RECOMMENDED READING: How this 27-year-old beat a deadly virus, opiate addiction and depression to build a mechanical watch by hand RECOMMENDED READING: How this 27-year-old beat a deadly virus, opiate addiction and depression to build a mechanical watch by hand

RECOMMENDED READING: How this 27-year-old beat a deadly virus, opiate addiction and depression to build a mechanical watch by hand

Zach Blass

If you are a regular reader of Time+Tide you might be familiar with Australian watchmaker Reuben Schoots. Reuben and I are the same age at 27 years old, but whereas I have yet to finish my copy of Watchmaking by George Daniels, Reuben is on the precipice of finishing his very own watch – built using the Daniels method. It takes a mountain of perseverance and technical skill to build a watch, especially when its components are all built by hand. But it is that much more impressive that Reuben is able to do so in the wake of battling a life-threatening illness that he caught while travelling through South America.

Reuben Schoots
Image: ABC News: Jake Evans

In this interview with ABC News Australia Reuben explains, “I went to the doctor and they found I had glandular fever, but the glandular fever was actually the result of my immune system being so suppressed as I had contracted three tropical viruses, as well as a parasite I had in my gut. I became really unwell, I lost 16 kilos, I couldn’t leave the bed, I had this huge mental depression as well.”

Reuben’s condition rendered him bed-ridden at the time, and as a result he lost his job, athletic drive, and even quit his studies. If the illness alone was not enough to overcome, Reuben also developed an addiction to the opiates he was prescribed to treat his chronic pain.

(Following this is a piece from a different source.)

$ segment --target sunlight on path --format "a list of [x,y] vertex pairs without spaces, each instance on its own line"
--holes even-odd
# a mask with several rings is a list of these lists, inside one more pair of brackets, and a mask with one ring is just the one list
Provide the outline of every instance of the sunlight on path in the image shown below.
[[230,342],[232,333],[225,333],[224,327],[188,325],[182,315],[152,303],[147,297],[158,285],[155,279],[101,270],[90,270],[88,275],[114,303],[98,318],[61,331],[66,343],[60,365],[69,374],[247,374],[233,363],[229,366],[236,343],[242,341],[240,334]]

Ultimately what would save him was the art of horology. One fateful day the timepiece that a friend of Reuben’s was wearing captured his curiosity and imagination. Reuben explains to ABC News, “It was a mechanical watch, and you could see the movement through the back of the watch … and I remember seeing that movement and just thinking ‘Wow, who makes this? How does this work? There’s hundreds of components all ticking away, working together to tell you the time’.”

Reuben Schoots
Reuben pictured on his travels prior to his illness  (Image: Reuben Schoots)

While I am sure Reuben would have preferred not to battle illness, addiction, and depression, the silver lining was that it led to his new passion for the mechanics of timekeeping. “I really wanted to be doing something with my hands, making, but I didn’t realise that’s what I wanted to do until I actually became sick and everything that I was doing or had was stripped away,” Reuben said.

But it’s a very time-consuming and strenuous process to become a self-taught watchmaker.  It is one thing to have an entire factory and its machinery at your disposal. Reuben was only armed with his passion and the words of George Daniels. As Reuben explains to ABC, making components by hand can take months. A flywheel, for example, has 100 steps before completion – and it took many attempts before Reuben was satisfied with the finished result. With over 2500 hours under his belt by the end of December, Reuben is now only two parts away from finishing his 255-component Daniels-style watch.

Reuben Schoots
Image: @Reubenschoots

Such a feat has been completed by very few people around the world. “I know of two people that have completed a George Daniels watch outside of Daniels himself,” Reuben explains. I personally can only name one of the two: Roger Smith. Whereas Roger had the good fortune of eventually becoming the horological legend’s sole protege and apprentice, Reuben does not have the privilege of having worked side by side with Daniels.

Reuben maintains his focus and dexterity by finding time to hit the sauna and swim laps in an Olympic sized pool. Even with thousands of hours of work completed, he is still beginning his horological journey and wants to ensure he is in the best state mentally and physically for his pursuits. Our very own Nick Kenyon spoke to Reuben Schoots back in April – where Reuben expressed his motivations, aspirations, and goals in watchmaking. He explained, “My biggest goal is to help keep watchmaking alive and contribute to the world of horology. I really want to be making handmade watches without automated machinery, just like Daniels and Breguet did. I find something really beautiful in how long the process takes, because there is so much meaning to be extracted from the journey. I like the idea that you can sit down for a while and make something tick. Handmade watches in Australia are what I want to be doing.”

Reuben Schoots
Image: ABC News: Jake Evans

With the determination of inspiring individuals like Reuben, we can feel that much more comfortable the art of hand-made watches will be preserved in the years to come.